Simulacrum
Imagine giving a young child a watermelon Jolly Rancher and explaining, “Here. This is watermelon.” The next
day, do it again. “Mmm…watermelon.” The next day, she asks for watermelon. Another Jolly Rancher.
Delicious. She likes watermelon. As she gets a bit older, you show her where watermelon can be found. You even
teach her to read the word watermelon: j-o-l-l-y-r-a-n-c-h-e-r. It’s her favorite. This goes on for years. Then, one
day, someone asks her if she’d like a slice of watermelon. Would she ever! So they cut her a nice thick slab of a
big, juicy watermelon. This doesn’t look like a watermelon. Feels decidedly un-watermelon-ish between her tongue
and the roof of her mouth. Most of all, this tastes nothing like watermelon. Jolly Rancher’s interpretation has
become ingrained in her as “real” watermelon. For as many times as she tastes watermelon—even if she comes to
love it—it will never be the standard by which she judges the watermelonness of a thing’s traits. To her, it will
always be an imitation.
The term “simulacrum” has been applied in a variety of ways, to mean a number of things, by a handful of
philosophers. Some have used it to simply mean “a copy.” The French philosopher Jean Baudrillard took it a step
further, though, and used it to identify these representations that are used so frequently and so widely as to become
accepted as the thing itself - so much so that the original thing begins to look false. The representation replaces the
original and the “real thing” begins to appear as an imitation.
I recently attended my first homebirth, and it occurred to me that the average American birth experience is littered
with simulacra.
This thought first struck me shortly before I gave birth to my own daughter last November. I was laboring along
quite nicely when my nurse asked if she could monitor me for a few minutes. Once on the monitors, the nurse
began admiring my contractions (I was truly flattered, as one might imagine). She said to my husband, “This is a
really impressive pattern of contractions—for not having any Pitocin.” Had I not been, as it were, preoccupied with
said
contractions, I may have engaged her. Even from Labor Land, I was thinking, “I smell a simulacrum.” It was as
though she had forgotten—momentarily—that the purpose of Pitocin, at least theoretically, is to imitate a natural
labor pattern like my own. But I imagine an L+D nurse probably sees more “augmented” labors than not, and so my
labor probably did look “almost like the real thing” to this nurse.
At this birth, though, there was a point at which we were all on the floor—the laboring mother leaning back into her
own mother, and her partner and I on either side of her, holding up her legs. And I had this thought—I wish I hadn’

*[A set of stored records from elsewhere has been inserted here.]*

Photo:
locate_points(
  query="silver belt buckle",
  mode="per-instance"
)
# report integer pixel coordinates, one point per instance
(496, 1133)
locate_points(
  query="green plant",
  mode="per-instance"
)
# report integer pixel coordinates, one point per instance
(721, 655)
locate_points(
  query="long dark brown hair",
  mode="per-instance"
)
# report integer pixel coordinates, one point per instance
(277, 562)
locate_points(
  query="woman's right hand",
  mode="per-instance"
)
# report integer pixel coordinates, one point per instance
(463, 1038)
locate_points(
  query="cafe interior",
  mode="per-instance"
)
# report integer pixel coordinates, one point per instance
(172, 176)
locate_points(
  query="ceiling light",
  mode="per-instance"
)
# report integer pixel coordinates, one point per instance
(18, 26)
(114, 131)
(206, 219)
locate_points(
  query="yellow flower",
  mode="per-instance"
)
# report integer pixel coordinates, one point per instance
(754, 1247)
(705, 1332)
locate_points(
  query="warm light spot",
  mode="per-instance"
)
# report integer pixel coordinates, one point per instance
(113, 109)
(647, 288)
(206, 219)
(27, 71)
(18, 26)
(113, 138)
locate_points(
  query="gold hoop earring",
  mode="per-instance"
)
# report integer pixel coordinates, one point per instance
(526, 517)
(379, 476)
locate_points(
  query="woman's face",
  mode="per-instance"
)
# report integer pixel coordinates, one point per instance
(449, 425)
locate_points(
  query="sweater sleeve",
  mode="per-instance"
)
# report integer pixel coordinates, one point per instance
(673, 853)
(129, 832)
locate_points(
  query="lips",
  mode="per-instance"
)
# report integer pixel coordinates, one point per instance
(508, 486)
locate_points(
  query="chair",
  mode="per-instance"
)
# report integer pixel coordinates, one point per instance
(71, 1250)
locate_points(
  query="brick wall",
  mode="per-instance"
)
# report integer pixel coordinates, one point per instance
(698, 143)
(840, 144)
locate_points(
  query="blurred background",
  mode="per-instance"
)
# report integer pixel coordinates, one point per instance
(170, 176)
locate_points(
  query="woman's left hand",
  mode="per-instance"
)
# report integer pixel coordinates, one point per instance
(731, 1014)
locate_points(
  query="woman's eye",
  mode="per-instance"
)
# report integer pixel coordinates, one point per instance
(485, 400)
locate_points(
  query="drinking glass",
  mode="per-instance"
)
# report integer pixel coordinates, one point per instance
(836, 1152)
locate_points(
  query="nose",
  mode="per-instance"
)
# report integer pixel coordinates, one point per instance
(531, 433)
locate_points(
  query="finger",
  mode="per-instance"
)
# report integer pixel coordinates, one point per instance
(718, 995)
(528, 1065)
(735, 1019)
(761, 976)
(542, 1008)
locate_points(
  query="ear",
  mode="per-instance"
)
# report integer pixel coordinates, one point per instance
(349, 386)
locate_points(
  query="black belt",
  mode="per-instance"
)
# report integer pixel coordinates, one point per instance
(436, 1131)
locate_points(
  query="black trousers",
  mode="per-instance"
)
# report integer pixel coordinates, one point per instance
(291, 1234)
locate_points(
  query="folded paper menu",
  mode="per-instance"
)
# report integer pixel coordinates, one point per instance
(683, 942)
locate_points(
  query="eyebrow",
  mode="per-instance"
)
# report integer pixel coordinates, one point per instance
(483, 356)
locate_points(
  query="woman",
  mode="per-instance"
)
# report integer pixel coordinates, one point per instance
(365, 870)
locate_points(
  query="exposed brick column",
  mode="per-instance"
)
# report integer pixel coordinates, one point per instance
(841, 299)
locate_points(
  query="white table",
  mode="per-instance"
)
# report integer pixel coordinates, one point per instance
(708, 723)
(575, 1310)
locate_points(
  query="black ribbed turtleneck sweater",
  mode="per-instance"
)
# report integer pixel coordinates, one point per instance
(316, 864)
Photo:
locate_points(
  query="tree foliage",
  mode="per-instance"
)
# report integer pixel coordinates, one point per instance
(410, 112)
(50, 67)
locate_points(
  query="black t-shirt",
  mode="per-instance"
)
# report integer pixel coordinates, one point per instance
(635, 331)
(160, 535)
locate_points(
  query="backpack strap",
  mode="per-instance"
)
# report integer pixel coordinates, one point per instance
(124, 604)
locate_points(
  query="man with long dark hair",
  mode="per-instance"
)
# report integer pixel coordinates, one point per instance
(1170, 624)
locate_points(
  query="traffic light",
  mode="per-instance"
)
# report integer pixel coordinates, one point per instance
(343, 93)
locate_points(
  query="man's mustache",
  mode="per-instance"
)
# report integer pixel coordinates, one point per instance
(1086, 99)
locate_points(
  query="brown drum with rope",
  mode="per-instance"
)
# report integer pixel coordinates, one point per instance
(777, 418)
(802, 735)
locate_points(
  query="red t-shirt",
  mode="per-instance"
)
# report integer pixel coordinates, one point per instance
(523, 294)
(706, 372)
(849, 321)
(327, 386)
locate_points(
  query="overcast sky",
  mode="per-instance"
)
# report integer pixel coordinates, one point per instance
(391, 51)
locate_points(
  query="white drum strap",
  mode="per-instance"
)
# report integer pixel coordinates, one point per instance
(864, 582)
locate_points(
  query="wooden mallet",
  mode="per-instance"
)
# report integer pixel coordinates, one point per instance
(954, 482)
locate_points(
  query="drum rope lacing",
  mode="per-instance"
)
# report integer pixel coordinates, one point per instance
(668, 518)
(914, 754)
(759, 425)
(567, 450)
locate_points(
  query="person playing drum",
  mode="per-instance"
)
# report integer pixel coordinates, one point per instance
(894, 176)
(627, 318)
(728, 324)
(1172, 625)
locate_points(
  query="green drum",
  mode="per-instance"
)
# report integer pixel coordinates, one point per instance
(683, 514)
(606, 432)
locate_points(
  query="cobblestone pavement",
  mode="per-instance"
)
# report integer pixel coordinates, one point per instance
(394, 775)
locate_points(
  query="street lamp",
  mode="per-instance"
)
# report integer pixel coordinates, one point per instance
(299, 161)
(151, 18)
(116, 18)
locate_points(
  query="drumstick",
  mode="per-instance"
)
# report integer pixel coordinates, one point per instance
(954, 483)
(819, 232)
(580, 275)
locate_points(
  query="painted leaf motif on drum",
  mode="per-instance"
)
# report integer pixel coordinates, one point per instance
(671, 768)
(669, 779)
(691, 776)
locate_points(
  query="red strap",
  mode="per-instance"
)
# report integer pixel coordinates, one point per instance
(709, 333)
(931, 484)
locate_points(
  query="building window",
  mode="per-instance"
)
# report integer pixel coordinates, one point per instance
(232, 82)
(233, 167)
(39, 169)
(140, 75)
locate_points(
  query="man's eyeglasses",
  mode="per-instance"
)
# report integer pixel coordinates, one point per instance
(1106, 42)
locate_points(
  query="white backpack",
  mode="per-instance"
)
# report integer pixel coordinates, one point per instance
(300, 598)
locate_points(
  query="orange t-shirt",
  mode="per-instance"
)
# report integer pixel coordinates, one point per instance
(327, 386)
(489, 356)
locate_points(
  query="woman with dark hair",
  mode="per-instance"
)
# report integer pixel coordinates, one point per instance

t—as my feet fell asleep from sitting on them too long, and my back cramped and my arms began to tremble just a
little; I thought, “We’re like human stirrups.” No sooner had the thought crossed my mind but I thought, “(Gasp!),
Simulacra!” And that’s just it—who looks at stirrups in the hospital and thinks, “Huh, what crude representations of
the calloused hands of the women of old, who would gather around a laboring woman to offer strength and support
during childbirth.” We see it, most of us, the other way around.
Of course these simulacra aren’t limited to birth; they’re everywhere. Someone once told me my son was just using
me as a “human pacifier,” as if I thought to stick my nipple in the baby’s mouth one day when I noticed that it bore
a striking resemblance to that plastic and rubber contraption that makes babies so happy.
The bottom line is, I’m glad for so many reasons that I attended this particular birth, but one of them is that it
reminded me that before hospitals and surgery and forceps and anesthesia, before fetal heart monitors and foley
catheters and intravenous antibiotics, birth happened, and it worked. And it works now. And the next time I find
myself holding a laboring woman’s leg, I won’t think for a moment that I am “like a stirrup.” I’ll think that I’m like
a million women who have done this before me.